Three Takeaway Lessons from the GAO Audit of the Federal Reserve
From Project on Government Oversight (a coalition parter of Campaign for Liberty on Audit the Fed)
Fed Oversight Lesson 1: There are still limits to the GAO’s audit authority
The GAO’s audit of the Federal Reserve, which was published in July 2011, was a one-time deal. It was authorized for a specific purpose, which was to examine emergency loan programs and other assistance authorized by the Federal Reserve Board from December 1, 2007 to July 21, 2010. Dodd-Frank authorized the GAO to conduct similar audits of emergency lending programs moving forward, but the audits can’t be released to the public until one year after the emergency lending facility is terminated.
In addition, several Subcommittee Members at the hearing expressed interest in giving the GAO more authority to do regular auditing, including examinations of the Fed’s monetary policy decisions and its lending to foreign banks. GAO audits are unique in comparison to existing financial audits of the Fed because the GAO can focus on the “operational integrity” aspects of the Fed’s programs. Given that there are still gaps in oversight of the Fed (and outstanding loans that haven’t been repaid), regular independent auditing by the GAO would be a promising step towards transparency.
Fed Oversight Lesson 2: Conflict-of-interest policies should be strengthened
Orice Williams-Brown, director of financial markets and community investments for the GAO, said in the hearing that the audit found “a number [of instances] that raise issues and have the appearance of conflict of interest.” For example, the GAO discovered that senior officials at the Federal Reserve Bank of New York held stock in some institutions that received assistance.
Mark Calabria, director of financial regulations at the Cato Institute, pointed out that the same companies were repeatedly named in the GAO report, suggesting that the benefits of bailout programs often go to the same handful of organizations. Calabria said he is “worried about the revolving door between the Fed and Wall Street,” and also pointed out that “the revolving door between the Fed and the Treasury Department further undermines operational independence.”
Williams-Brown said the Fed still has the opportunity to take additional steps to strengthen its management of conflicts of interest involving Fed employees and vendors.
Fed Oversight Lesson 3: More transparency is a good thing (like when identifying counterparties)
In 2009, POGO wrote a letter to the Federal Reserve Board arguing that the Fed’s withholding of crucial information about American International Group’s (AIG) counterparties gave a “troubling appearance of favoritism”—particularly towards Goldman Sachs, one of AIG’s most prominent counterparties.

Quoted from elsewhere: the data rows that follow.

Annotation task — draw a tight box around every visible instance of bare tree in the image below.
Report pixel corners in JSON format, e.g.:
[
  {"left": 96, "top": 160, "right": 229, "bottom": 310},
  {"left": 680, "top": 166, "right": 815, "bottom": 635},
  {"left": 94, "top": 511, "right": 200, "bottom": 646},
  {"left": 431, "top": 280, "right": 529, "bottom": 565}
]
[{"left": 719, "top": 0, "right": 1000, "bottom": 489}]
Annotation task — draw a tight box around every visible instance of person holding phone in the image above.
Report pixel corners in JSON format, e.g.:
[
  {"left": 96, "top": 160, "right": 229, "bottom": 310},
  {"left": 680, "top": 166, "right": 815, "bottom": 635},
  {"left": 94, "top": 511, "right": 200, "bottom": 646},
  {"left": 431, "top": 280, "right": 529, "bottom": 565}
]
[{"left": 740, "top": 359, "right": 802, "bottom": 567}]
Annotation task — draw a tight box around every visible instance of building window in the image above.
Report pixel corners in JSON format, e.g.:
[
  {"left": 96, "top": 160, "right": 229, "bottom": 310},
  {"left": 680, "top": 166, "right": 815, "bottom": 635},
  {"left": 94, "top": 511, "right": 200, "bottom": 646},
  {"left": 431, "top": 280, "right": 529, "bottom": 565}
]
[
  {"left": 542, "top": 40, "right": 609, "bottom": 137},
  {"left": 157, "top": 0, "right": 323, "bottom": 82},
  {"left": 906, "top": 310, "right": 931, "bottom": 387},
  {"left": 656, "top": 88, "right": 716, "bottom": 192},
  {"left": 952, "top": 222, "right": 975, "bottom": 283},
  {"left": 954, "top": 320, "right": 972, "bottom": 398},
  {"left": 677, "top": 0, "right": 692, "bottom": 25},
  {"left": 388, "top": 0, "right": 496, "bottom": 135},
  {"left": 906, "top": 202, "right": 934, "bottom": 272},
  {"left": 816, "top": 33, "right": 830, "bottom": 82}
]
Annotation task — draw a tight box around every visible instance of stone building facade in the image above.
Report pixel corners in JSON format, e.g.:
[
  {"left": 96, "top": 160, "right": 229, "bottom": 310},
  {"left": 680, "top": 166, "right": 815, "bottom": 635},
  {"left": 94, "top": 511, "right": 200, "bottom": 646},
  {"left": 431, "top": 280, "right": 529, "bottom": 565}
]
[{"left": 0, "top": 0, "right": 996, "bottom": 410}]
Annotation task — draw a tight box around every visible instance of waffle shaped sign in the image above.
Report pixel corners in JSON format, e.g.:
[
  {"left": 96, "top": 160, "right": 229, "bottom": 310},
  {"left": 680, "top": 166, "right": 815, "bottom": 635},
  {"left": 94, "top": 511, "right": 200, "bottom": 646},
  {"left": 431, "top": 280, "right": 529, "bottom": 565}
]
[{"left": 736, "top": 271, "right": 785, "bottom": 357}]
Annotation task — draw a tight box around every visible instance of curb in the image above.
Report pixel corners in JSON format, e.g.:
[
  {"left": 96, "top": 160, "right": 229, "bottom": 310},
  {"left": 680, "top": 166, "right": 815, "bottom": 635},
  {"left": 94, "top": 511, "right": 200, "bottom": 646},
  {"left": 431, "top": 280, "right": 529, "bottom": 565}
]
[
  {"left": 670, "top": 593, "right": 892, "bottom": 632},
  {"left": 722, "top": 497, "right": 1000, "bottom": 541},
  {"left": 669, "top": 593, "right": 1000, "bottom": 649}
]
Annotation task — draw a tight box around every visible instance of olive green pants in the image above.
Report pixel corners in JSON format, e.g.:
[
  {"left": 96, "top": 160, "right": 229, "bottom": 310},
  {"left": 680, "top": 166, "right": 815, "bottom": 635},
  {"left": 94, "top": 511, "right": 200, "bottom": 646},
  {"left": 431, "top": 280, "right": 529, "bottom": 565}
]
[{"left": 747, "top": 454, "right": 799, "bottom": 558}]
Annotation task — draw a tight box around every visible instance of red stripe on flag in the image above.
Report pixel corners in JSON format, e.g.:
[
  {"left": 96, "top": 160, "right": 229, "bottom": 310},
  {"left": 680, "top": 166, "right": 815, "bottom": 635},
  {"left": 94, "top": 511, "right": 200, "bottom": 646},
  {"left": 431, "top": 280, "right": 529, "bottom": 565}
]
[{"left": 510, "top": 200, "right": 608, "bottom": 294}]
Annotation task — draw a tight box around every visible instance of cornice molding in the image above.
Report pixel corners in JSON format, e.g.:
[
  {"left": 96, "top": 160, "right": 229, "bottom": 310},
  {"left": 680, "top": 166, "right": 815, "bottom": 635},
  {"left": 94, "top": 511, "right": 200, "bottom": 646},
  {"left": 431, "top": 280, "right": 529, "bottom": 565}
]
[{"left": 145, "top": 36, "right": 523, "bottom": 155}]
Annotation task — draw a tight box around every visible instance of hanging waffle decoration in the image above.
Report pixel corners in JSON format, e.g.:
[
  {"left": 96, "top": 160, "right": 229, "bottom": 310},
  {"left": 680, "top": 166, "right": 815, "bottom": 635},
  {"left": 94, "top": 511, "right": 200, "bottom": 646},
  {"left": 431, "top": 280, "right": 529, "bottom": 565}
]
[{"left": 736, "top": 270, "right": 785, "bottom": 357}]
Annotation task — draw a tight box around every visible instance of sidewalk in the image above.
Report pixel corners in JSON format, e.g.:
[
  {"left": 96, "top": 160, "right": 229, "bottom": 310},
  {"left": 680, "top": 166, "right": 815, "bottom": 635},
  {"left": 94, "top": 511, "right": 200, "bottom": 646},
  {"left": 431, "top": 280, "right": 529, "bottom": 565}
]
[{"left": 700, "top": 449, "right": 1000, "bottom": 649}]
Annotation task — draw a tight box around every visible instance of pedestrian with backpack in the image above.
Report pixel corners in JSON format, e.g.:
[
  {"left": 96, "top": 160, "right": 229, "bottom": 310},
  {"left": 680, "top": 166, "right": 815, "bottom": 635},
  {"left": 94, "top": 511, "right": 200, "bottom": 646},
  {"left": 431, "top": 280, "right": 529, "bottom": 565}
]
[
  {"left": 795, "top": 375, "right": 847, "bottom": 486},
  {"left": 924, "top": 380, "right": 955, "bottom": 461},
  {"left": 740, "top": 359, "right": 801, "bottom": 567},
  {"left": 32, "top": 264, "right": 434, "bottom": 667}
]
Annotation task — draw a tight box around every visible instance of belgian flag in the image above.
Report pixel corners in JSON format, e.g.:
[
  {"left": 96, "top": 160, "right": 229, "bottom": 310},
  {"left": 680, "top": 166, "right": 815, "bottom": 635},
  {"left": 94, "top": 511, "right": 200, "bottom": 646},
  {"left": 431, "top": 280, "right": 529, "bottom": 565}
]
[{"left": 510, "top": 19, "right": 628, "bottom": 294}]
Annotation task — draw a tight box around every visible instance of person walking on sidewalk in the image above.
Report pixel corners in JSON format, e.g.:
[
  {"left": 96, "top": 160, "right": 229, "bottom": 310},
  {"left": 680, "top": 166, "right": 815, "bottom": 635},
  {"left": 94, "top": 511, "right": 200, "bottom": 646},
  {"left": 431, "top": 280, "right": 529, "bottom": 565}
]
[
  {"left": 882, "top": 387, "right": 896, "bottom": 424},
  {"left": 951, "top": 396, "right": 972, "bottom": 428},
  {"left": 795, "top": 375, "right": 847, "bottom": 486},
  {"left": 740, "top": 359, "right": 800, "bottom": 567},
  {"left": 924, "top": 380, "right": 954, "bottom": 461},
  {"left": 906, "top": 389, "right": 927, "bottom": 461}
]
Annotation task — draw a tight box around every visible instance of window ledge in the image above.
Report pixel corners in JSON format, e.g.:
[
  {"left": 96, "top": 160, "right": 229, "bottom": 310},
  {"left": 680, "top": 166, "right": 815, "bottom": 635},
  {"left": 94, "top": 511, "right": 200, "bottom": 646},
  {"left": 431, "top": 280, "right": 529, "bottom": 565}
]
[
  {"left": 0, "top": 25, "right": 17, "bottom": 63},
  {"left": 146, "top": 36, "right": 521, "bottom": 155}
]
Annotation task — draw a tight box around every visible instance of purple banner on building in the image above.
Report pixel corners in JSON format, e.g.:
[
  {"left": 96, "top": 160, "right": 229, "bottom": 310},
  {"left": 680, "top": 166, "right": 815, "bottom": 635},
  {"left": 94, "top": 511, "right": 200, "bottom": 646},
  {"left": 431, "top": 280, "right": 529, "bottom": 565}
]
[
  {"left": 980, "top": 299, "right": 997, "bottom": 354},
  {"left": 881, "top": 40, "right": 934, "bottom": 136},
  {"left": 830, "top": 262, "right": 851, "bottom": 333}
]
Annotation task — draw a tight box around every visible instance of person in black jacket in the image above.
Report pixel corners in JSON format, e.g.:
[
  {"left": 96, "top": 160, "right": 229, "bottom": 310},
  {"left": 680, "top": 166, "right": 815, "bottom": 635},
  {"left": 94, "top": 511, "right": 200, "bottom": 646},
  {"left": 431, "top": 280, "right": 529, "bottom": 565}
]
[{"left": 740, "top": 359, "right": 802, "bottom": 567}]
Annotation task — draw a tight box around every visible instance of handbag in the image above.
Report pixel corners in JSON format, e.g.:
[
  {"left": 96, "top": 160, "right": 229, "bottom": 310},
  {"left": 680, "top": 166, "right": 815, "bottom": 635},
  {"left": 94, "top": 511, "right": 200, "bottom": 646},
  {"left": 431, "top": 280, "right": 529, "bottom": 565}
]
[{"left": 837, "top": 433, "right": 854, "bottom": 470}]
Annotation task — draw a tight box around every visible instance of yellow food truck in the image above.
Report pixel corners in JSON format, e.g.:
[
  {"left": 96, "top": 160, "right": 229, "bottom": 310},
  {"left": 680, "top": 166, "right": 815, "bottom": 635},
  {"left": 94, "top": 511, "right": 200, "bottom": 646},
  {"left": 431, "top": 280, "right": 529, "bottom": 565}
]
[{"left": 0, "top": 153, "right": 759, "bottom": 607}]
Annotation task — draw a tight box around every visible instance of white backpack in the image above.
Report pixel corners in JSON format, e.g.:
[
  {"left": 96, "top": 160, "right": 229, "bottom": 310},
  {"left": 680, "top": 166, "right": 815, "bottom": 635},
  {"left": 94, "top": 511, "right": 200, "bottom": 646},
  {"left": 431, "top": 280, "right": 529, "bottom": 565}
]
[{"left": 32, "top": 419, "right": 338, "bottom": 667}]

But for a while, the Fed refused to release these names, alleging that doing so would “risk further turmoil” and make companies less likely to do business with anyone receiving government funds, as then-Federal Reserve Vice Chairman Donald Kohn put it.
Well, the Fed finally released the names, and none of these doomsday protections came true. According to Calabria’s opening statement, “when these names were released, the world did not come to an end…the Fed has a long tradition and strong preference for secrecy.”
Additionally, Williams-Brown stated that the GAO found a 2 percent discrepancy in the collateral pledged by borrowing institutions. Subcommittee Chairman Paul said at hearing, “More people now are starting to realize the Fed is truly not independent from influence…I usually think once there’s an emphasis on independence, it means secrecy for the Fed.”